The ICRC boss also revealed that the commission has successfully guided several PPP projects to financial close in recent years, but admitted that bureaucratic red tape had discouraged many potential investors. The new guidelines, he stressed, are intended to change this narrative by ensuring a streamlined process that balances speed with transparency.
Under the new framework, MDAs are required to establish dedicated PPP units staffed with trained professionals who will be responsible for project appraisal, contract management, and performance monitoring. The ICRC will continue to serve as the central regulator, providing technical support and ensuring compliance with legal and policy frameworks.
Industry experts have welcomed the reforms, describing them as a bold step toward unlocking Nigeria’s infrastructure potential. They argue that decentralisation will not only make PPPs more attractive but also align projects more closely with sectoral needs, since MDAs have a better understanding of their operational priorities.

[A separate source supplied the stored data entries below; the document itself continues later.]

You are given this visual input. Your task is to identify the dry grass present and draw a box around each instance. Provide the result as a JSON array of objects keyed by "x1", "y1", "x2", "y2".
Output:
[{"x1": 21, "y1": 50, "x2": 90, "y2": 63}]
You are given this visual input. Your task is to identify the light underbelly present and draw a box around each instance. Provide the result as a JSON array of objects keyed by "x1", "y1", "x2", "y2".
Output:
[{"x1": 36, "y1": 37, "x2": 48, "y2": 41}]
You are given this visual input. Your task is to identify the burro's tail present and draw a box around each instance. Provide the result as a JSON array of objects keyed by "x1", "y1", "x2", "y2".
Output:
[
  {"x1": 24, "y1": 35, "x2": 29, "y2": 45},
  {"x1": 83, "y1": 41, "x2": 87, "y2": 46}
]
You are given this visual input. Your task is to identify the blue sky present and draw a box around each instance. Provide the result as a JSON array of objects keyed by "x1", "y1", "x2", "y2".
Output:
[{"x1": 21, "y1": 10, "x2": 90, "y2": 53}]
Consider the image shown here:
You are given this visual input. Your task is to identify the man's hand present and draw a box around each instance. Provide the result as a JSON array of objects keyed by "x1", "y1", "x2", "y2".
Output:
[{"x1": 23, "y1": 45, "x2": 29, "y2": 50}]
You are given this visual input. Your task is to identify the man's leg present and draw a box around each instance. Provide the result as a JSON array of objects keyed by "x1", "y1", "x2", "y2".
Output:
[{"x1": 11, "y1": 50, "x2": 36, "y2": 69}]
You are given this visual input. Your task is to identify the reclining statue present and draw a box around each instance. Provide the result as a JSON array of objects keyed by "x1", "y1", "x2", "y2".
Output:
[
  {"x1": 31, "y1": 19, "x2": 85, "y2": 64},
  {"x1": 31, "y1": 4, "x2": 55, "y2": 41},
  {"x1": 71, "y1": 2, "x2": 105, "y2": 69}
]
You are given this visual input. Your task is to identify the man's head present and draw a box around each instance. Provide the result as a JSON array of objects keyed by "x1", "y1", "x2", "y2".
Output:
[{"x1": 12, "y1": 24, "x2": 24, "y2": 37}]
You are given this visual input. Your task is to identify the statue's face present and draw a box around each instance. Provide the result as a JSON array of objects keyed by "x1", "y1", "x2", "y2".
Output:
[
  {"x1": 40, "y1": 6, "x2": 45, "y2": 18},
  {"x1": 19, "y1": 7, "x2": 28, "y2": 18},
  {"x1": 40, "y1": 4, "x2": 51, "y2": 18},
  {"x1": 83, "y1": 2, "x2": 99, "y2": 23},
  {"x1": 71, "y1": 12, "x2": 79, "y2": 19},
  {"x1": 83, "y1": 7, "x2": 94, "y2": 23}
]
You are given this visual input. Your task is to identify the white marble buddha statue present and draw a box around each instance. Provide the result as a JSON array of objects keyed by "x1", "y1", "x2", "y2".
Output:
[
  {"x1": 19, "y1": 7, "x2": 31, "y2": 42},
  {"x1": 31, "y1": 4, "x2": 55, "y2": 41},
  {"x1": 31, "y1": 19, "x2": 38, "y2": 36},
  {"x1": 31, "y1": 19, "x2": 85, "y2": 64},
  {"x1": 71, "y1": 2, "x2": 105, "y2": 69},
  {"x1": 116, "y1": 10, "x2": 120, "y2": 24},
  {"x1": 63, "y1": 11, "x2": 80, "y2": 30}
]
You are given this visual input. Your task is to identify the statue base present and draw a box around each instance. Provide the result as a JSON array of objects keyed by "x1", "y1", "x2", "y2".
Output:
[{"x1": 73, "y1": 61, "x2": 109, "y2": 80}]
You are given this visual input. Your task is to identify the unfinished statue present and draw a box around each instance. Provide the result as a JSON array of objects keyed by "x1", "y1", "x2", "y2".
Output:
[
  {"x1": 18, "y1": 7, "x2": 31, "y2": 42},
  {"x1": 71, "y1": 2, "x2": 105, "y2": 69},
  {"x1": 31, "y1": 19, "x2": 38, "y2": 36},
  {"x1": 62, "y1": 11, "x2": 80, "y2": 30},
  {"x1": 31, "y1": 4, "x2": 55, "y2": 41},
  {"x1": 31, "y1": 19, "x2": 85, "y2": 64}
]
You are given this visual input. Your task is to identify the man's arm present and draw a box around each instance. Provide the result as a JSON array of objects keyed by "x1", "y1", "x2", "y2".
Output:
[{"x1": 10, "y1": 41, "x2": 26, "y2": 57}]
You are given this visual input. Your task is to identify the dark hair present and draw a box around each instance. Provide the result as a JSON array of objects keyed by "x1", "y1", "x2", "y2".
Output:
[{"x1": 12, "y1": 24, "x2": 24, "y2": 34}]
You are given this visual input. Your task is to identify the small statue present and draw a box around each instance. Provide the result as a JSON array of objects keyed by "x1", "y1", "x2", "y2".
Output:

However, some stakeholders have cautioned that decentralisation must be accompanied by strict accountability mechanisms to prevent abuse of power. They stressed the need for transparency in project selection, procurement, and execution, warning that corruption and weak oversight could undermine the expected benefits.
In response, Ewalefoh assured that the ICRC has incorporated robust accountability frameworks in the guidelines, including mandatory periodic reporting, third-party audits, and performance reviews. He also disclosed that capacity-building initiatives are already underway to train MDA officials on the intricacies of PPP structuring and management.
The commission further emphasised that all PPP projects, regardless of the decentralisation policy, must still align with Nigeria’s National Development Plan and Medium-Term Expenditure Framework. This, it said, will ensure that projects are not only commercially viable but also socially impactful and aligned with national priorities.
Analysts say the timing of the reforms is significant, given the government’s growing reliance on private capital to bridge fiscal gaps. With public revenues under pressure and borrowing constraints mounting, PPPs are increasingly seen as a viable pathway to delivering critical infrastructure without overburdening the national budget.
The business community has also expressed optimism that the decentralisation of approval powers will reduce delays that often discourage investors. According to the Lagos Chamber of Commerce and Industry (LCCI), faster project approvals mean shorter turnaround times, reduced costs, and quicker delivery of services to the public.
Civil society groups, on the other hand, have called for greater citizen engagement in PPP processes to ensure that projects serve the public interest and do not lead to exploitative concessions. They urged the government to prioritise transparency in contract disclosures, pricing mechanisms, and performance metrics.
In conclusion, the unveiling of the new PPP guidelines and the decentralisation of approval powers to MDAs represent a significant shift in Nigeria’s infrastructure policy. If properly implemented, the reforms could accelerate the pace of project delivery, attract greater private investment, and enhance economic competitiveness. However, the success of the initiative will depend on sustained oversight, institutional capacity, and a firm commitment to transparency.